• 52 Small Steps

Laundry Liquid

What is the biggest plastic bottle in your house? In mine it was the laundry liquid bottle.


If I bought a bottle that contained 38 washes and did 7 washes a week (although tbh we probably do more) it would be about 5 weeks to go through a bottle. That would create 10 large plastic bottles (20 if you include fabric conditioner too) to go in the waste or recycling each year.



Is this an area you could reduce waste in?


A few ideas for alternatives include…


• Visiting a refill store to refill your existing container (this is the option I use through

Scoop and Scales). 1 container can then potentially last years!


• Using an Eco Laundry Egg (https://www.ecoegg.com/). The egg contains mineral pellets that draw dirt from your clothing fibres and soften your clothes by changing the pH. All you need to do is pop the egg in with your wash and replace the pellets every 2 months or so. The egg replaces both your laundry detergent and fabric conditioner. I have one I use when I run out of laundry liquid but was put off as there was not a fragrance. Looking online now I see they do have fragrances so I think I will have to give them another go! Note the 10% off if you sign up to their newsletter online. You can get a starter set for £11.99.


• How about laundry strips? I haven’t used these but I have been told how good they are by a customer at Scoop and Scales. All you do is tear off a little strip and add it to your wash. Clearly a much more economical use of lorry space when transporting the product around the country than large plastic bottles. Also, far less waste. These are the ones we discussed… www.tru.earth#


· A follower recommended using Smol laundry detergent capsules that are deliverd through your door. They came in plastic free packaging and are a subscription service – I note you can sign up for a free trial on their website too. www.smolproducts.com.

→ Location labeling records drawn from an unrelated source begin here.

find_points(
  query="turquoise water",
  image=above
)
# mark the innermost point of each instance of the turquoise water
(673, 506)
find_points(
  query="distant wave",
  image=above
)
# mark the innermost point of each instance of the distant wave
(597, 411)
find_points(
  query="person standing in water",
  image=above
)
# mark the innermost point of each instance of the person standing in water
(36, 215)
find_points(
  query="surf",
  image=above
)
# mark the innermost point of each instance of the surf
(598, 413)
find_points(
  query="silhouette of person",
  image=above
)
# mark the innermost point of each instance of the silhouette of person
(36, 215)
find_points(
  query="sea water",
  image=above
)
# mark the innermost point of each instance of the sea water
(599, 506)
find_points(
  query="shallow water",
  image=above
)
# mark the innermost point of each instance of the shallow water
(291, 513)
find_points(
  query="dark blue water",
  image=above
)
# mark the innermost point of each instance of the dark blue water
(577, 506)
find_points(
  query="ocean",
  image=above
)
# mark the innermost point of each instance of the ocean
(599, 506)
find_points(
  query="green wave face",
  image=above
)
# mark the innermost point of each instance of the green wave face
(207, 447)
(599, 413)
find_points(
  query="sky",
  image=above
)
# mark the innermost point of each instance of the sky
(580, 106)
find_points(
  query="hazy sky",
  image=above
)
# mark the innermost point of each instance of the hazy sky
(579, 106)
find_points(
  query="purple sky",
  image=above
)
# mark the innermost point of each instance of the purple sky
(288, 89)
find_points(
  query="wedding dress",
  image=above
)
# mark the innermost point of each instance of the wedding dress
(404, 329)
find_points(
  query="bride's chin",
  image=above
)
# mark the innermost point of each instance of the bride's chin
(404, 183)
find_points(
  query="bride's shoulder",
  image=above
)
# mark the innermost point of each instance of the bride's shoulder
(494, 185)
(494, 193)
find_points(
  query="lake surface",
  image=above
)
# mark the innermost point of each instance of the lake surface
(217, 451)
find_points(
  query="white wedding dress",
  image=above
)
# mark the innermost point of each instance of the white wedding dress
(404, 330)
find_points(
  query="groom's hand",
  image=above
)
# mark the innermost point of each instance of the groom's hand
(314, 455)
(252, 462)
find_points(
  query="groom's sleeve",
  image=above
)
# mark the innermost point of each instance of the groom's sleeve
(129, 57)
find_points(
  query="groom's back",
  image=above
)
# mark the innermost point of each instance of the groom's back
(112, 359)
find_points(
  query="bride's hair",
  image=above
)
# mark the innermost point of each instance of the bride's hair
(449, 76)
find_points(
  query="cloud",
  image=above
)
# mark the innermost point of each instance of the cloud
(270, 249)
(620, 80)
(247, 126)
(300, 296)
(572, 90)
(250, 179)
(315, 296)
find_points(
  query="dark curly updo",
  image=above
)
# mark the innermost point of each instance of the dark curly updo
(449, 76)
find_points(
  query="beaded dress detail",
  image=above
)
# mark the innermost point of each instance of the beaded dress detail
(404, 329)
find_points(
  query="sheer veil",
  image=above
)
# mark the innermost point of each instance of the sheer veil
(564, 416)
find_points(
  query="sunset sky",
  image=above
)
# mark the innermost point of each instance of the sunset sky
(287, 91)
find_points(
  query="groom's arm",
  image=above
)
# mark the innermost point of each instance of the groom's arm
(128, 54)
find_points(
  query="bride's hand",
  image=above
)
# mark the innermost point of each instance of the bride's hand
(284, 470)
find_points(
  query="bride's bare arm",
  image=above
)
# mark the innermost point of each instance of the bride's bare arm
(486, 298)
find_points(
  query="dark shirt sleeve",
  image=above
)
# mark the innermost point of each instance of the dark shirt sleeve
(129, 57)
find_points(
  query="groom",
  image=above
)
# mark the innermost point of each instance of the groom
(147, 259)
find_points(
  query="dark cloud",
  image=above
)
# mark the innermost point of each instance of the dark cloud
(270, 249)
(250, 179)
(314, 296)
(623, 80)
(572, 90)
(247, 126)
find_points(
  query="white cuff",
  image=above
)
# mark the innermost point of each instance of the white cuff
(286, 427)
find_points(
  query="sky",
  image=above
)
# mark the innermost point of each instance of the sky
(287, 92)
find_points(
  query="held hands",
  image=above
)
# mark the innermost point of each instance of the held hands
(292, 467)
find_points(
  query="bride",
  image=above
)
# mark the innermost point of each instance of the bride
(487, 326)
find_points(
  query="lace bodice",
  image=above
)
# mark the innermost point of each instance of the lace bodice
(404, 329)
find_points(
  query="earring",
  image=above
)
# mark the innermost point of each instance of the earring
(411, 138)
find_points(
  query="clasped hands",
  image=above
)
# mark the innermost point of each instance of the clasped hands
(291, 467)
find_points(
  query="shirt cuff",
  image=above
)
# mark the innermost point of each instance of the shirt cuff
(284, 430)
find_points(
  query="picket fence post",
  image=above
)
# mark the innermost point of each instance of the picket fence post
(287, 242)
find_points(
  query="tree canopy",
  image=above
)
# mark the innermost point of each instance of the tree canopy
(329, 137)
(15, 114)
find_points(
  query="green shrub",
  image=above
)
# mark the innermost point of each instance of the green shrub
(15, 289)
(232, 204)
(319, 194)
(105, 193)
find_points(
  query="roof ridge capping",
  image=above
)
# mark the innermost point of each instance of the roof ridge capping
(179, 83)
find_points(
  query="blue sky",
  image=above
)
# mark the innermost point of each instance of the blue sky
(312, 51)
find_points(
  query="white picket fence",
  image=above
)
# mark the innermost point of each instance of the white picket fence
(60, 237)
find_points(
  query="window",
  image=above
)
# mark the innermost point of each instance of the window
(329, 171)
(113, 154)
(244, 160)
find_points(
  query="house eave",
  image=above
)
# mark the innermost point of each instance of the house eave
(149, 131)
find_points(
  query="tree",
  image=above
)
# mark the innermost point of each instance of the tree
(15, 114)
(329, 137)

• Fancy an even simpler method – straight from nature? Soap nuts are the answer! Again, I haven’t used these but my sister has and she was happy with them. You just pop a few nuts (depending on your water soft/hardness) in a cloth bag and include them with your wash. You can then just compost the nuts after they have been used a few times.


• As with soap nuts you can even use conkers to wash clothes. The process is a bit more involved than just throwing them in a cloth bag but it is really interesting to see how a natural product can be made. Just make sure you don’t collect too many and leave enough conkers for nature!